KCC made the same decision to stop taking in unaccompanied minors in August 2020, also with the consequence of children being held in KIU, until it resumed taking in these youngsters four months later.

At the time, the Children’s Commissioner and the Prison Inspectorate both strongly condemned the conditions youngsters endured and the length of time they were held there for.

The Home Affairs Select Committee made a stark warning to home secretary Priti Patel when these issues started to appear again in July, describing the conditions as “shocking” and “wholly inappropriate”.

The Home Office subsequently started to place children in hotel accommodation, which is not regulated or designed to provide care to lone children, and where the only adult supervision appears to be by hotel staff who are not trained in safeguarding.

Elaine Ortiz, founder of the Hummingbird Project, said she came across two Afghan boys last month who had been living in a hotel in the south of England for a month along with dozens of other recently arrived unaccompanied minors.

She said the pair had not been provided with a change of clothes or shoes, had received no health screening, had not been given any money or legal advice and were offered only food that was “not culturally appropriate”.

“They were really stressed and upset. All this was happening when everything was going on in Afghanistan. I had concerns about their wellbeing. I’m not confident in the Home Office’s approach to child protection and safeguarding,” she said.

Ms Ortiz said she made a complaint to the local council which in turn complained to the Home Office, and that subsequently, the department said it had improved conditions for children in the hotel. The two boys have now been moved into children’s services.

The Home Office said that children have been “provided with clothing” and disputed that they had not been provided with appropriate food.

In July, 65 charities wrote to education secretary Gavin Williamson expressing concern at his authorisation for the Home Office to place child asylum seekers in “minimally supported” hotel accommodation, and urging him to ensure “these vulnerable children are given the care and protection they are entitled to by law”. He is said to be yet to respond.

Detention Action argues in its legal case that KCC has breached its duty to accommodate children in its area and “directly discriminated” against newly arrived migrant children in Kent as compared to British citizens or other children, apparently on grounds of their immigration status.

The charity claims that the Home Office – the second defendant in the case – has unlawfully detained unaccompanied minors and has placed them in hotel accommodation “without care”, as well as failing to “promptly arrange for local authorities to assume responsibility”.

KCC has called on the Home Office to make changes to the National Transfer Scheme (NTS), which is designed to place unaccompanied children within local authorities across the country, so that it is mandatory for all councils to take part.

The department announced a relaunch of the existing system in June, saying there would be additional funding, but it declined to make the scheme mandatory – at which point KCC announced that it would again stop taking in lone child asylum seekers.

In its judicial review application to the High Court, Detention Action states: “There is a clear dispute between central and local government over resources and arguments over legal responsibility for unaccompanied children. This cannot take precedence over both authorities’ mandatory obligation to comply with their respective child protection obligations.”
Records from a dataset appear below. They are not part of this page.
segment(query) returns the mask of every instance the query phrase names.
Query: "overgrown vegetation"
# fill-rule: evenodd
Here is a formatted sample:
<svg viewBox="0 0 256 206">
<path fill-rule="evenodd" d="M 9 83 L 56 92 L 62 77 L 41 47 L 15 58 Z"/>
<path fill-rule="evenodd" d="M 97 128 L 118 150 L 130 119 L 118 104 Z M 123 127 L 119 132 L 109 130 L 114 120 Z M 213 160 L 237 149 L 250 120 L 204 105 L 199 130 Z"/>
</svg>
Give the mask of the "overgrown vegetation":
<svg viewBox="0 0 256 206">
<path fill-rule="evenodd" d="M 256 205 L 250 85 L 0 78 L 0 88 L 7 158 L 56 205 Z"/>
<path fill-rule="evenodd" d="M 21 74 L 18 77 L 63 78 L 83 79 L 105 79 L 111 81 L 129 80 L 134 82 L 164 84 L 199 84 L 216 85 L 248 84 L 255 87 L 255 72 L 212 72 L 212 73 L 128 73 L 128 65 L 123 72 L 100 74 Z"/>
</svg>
Bella Sankey, director of the charity, said: “Forget Operation Warm Welcome, the reality is cold custody for the refugee children arriving alone on our shores. We believe Ms Patel and KCC are breaking the law, imprisoning children and then subjecting them to neglect in hotels across the southeast.”

Enver Solomon, chief executive of the Refugee Council, said holding children in hotels was “by no means an appropriate solution for the longer term”, adding: “As their corporate parent, government and councils should be ensuring they are looked after in the care system and given all the necessary support that every child in care is entitled to.”

Bridget Chapman, of Kent Refugee Action Network, said the fact that children were “yet again” being kept in “completely inappropriate settings with inadequate supervision suggests either incompetence or deliberate cruelty”.

A Home Office spokesperson said: “We take the safeguarding of unaccompanied asylum seeking children extremely seriously and have measures in place to ensure their immediate safeguarding and welfare needs are met whilst we find them more appropriate long term care placements under the voluntary national transfer scheme.

“We are working around the clock with local authorities to seek a permanent place for unaccompanied asylum seeking children across the UK. Many local authorities have already come forward and provided places over recent weeks, and we are very grateful for their support.”

KCC has been approached for comment.